Ativistas e atletas prometem protestar
São Paulo - A China e o Comitê Olímpico Internacional (COI) já sofrem ataques por parte de ativistas e de atletas. Questões de direitos humanos, política e meio ambiente fazem parte da agenda de protestos, que devem se prolongar pelos próximos 12 meses. Organizações como a Anistia Internacional atacam o evento, alertando que o movimento olímpico poderá ter sua imagem manchada por anos ao permitir que o governo chinês continue violando os direitos humanos.

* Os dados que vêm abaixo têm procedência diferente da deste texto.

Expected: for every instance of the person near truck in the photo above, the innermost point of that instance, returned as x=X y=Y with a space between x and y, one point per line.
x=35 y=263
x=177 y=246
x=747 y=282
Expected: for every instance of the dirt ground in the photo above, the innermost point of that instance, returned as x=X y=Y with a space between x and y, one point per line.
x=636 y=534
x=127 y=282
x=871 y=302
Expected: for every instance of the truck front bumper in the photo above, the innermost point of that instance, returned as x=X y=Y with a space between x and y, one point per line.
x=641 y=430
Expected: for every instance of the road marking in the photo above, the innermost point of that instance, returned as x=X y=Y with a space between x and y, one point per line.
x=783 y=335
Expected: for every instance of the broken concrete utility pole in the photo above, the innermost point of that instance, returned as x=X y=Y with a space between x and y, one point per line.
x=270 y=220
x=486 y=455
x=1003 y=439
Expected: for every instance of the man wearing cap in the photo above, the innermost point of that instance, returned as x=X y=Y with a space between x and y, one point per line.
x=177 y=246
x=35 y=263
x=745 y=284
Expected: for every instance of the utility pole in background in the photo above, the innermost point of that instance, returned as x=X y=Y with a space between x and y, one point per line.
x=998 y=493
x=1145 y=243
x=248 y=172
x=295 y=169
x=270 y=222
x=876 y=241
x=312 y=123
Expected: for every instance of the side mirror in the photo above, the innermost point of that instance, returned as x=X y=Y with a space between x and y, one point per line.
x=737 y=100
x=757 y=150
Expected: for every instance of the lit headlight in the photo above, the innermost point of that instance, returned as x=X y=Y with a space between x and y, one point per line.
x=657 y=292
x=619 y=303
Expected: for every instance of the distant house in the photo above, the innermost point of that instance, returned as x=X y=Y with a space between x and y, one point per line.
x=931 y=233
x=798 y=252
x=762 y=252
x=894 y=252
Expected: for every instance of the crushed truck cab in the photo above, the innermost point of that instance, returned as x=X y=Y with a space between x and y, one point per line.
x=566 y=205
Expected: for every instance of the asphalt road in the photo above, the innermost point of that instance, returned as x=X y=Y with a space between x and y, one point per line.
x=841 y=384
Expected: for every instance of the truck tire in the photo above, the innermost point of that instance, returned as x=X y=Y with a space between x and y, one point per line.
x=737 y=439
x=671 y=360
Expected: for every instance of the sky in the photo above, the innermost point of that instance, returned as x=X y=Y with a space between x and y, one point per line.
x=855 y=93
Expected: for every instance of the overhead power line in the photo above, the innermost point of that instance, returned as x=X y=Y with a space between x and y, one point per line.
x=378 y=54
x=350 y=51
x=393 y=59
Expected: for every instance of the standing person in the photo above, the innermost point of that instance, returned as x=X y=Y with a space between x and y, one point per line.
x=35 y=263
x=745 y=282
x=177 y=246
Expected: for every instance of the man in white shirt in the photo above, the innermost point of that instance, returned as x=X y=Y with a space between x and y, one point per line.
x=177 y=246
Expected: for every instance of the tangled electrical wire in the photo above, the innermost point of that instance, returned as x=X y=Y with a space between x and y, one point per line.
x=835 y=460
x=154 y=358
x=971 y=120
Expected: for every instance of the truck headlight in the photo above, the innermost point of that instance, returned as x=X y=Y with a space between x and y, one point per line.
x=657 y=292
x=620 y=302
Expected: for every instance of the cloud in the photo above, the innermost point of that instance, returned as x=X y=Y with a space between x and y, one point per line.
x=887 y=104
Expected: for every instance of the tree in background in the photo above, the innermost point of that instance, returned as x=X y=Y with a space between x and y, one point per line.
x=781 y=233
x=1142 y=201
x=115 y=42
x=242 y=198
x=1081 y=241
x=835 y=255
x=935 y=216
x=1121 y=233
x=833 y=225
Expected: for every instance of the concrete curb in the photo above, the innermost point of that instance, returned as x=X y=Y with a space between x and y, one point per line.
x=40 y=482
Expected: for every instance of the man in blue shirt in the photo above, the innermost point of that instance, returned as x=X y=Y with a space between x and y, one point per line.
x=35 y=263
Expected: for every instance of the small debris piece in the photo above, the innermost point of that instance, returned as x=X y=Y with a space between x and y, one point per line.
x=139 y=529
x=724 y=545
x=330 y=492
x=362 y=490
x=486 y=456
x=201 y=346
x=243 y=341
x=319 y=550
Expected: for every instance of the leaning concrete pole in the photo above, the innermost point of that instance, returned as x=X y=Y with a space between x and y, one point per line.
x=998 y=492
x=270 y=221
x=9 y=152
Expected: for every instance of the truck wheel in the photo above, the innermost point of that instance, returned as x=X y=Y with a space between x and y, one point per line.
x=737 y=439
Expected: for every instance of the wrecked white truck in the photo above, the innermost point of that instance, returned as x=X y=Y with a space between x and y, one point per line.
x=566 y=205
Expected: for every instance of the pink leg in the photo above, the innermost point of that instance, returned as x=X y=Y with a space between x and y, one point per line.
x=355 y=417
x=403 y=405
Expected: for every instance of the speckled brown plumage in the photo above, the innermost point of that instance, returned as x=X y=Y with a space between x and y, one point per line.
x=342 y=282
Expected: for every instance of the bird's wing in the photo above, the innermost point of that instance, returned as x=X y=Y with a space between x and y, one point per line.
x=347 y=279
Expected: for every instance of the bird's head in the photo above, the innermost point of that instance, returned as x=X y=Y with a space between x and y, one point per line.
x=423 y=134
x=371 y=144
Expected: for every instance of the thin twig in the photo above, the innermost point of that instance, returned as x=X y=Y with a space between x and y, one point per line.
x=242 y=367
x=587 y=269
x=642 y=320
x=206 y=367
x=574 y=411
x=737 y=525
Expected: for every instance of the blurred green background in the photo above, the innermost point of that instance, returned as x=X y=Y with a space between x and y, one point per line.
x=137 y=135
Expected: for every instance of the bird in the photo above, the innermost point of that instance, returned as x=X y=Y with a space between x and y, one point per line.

Entidades acusam o governo chinês de não cumprir a promessa de proteção aos direitos humanos e de ter endurecido repressão contra jornalistas. ''As promessas feitas por Pequim até agora não passam de palavras'', afirmou uma assessora da Anistia Internacional à Agência Estado. A entidade lidera protestos e tem sido apoiada por pelo menos duas outras importantes organizações - a Repórteres Sem Fronteiras e o Human Rights Watch.
As reclamações já começam a aparecer no exterior. Dizem respeito, basicamente, às condições de recepção aos estrangeiros. O Comitê Olímpico Australiano afirmou que seus atletas permanecerão o menor tempo possível em Pequim, por causa da poluição. Os chineses são considerados um dos maiores poluidores do mundo e as consequências para a saúde dos atletas podem ser negativas, temem os australianos.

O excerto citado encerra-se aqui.